Pero el problema que se avecinará (futuro indeterminado) no será menor, aunque
ya nadie de quienes hayan convocado tales procesos esté entonces en activo y
las responsabilidades de tal forma de actuar se diluyan en el tiempo como el
azucarillo en el café. El tiempo siempre lo borra (casi) todo, aunque no sus
consecuencias.
Me dirán, no obstante, que no cabe dramatizar. Y,
sinceramente, no lo pretendo. Solo insisto en que es necesario ser prudente a
la hora de proceder a hipotecar el gasto público de esa manera y,
especialmente, a congelar ad infinitum puestos de trabajo que
desarrollan tareas llamadas a extinguirse. Bien es cierto que no soy ningún
ingenuo. Una vez ingresados en la función pública, los empleados están
blindados. Al menos hasta hoy. Francia, en su reciente Ley de
transformación de la función pública, ya ha adoptado algunas tibias medidas
para enfrentarse a ese cambiante escenario que la revolución tecnológica
provocará sobre el empleo en la Administración Pública (https://www.economie.gouv.fr/publication-loi-transformation-fonction-publique).

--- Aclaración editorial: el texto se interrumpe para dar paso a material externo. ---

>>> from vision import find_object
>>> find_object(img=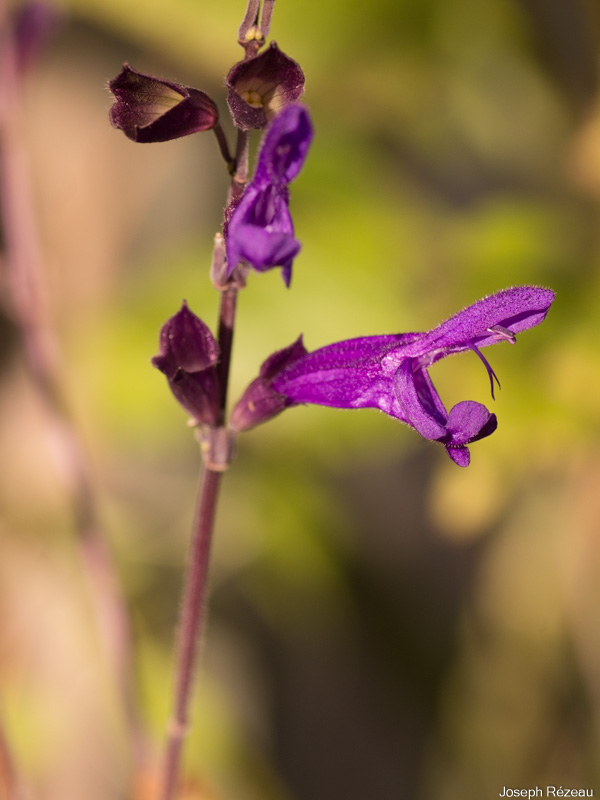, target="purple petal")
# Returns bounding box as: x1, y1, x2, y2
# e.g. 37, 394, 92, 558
273, 335, 404, 419
255, 104, 313, 184
446, 445, 471, 467
446, 400, 497, 445
231, 336, 306, 431
260, 336, 308, 385
394, 360, 448, 440
406, 286, 554, 356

Aquí ni olemos aún el problema.
Además, la función pública española tiene un dato a su
favor, que sin ser economista simplemente lo intuyo y que, cabe prsumir, lastra
cuando no desincentiva cualquier proceso de reforma: el empleo público (los
casi tres millones de empleados del sector público) es un elemento
estabilizador de la economía frente a las tasas de desempleo de este país que,
siempre altas, se disparan en etapas de crisis económica. Por tanto, con una
crisis en ciernes (que ya se barrunta en los datos de desempleo), no hay
político que se precie que no le baile la danza a los sindicatos del sector
público y apueste decidida (o forzadamente) por estabilizar todo lo que
se le ponga encima de la mesa. Y así se hará. Estas ofertas de empleo público
de estabilización lo son para aplantillar plazas que desarrollan (no en todos
los casos, pero sí en bastantes) tareas rutinarias o de trámite que están
condenadas a ser automatizadas a corto/medio plazo (por mucho que el sector
público se resista, que lo hará, a esa imparable tendencia). No hablo aquí de
la Inteligencia Artificial como estadio más avanzado de ese proceso, aunque los
planos se entremezclen. Me limito a los primeros pasos de una automatización
que impactará, nos guste más o nos guste menos, sobre innumerables empleos,
también públicos, especialmente de aquellos que realizan esas tareas rutinarias
o de trámite, que en la Administración son numerosísimos.
Dado que inevitablemente, como ya anuncian e incluso avalan
algunos académicos, profesionales y jueces, el pragmatismo político-sindical se
impondrá una vez más a la racionalidad tozuda y absolutamente ignorada o
preterida, sería conveniente que, al menos, las Administraciones Públicas
llevaran a cabo Estudios de prospectiva con análisis de demanda futura de
servicios y de perfiles de empleos que se requerirán en los próximos diez años
años (2020-2030). Asimismo, teniendo en cuenta el escenario inmediato de las
jubilaciones masivas de buena parte de sus efectivos en los próximos años,
también sería oportuno que tales estudios tuvieran como resultado una
gestión planificada, pero sobre todo prudente de las vacantes que se vayan
produciendo en el empleo público en cuanto a sus impactos de gasto público
futuro que habrá de desembolsarse por las Administraciones para pagar nóminas
de funcionarios desprovistos de buena parte de sus tareas; un gasto que se hará
-todo hay que decirlo- en demérito de otras necesidades sociales. La política
es, en efecto, el arte de priorizar sobre bienes y recursos escasos igualmente
valiosos (aunque algunos lo sean más que otros). El único problema es que
muchas decisiones que se están tomando últimamente hipotecan las decisiones
futuras. Gana la inmediatez y la solución rápida. Es lo que hoy impera. No la
visión de futuro. Ya se las arreglarán quienes vengan después. Como dijo Peter
Drucker, “las soluciones de hoy, serán los problemas del mañana”. En este caso
parece obvio que así será. Alguien tendrá que desatar el nudo. Y no será
precisamente fácil, ni tampoco gratis.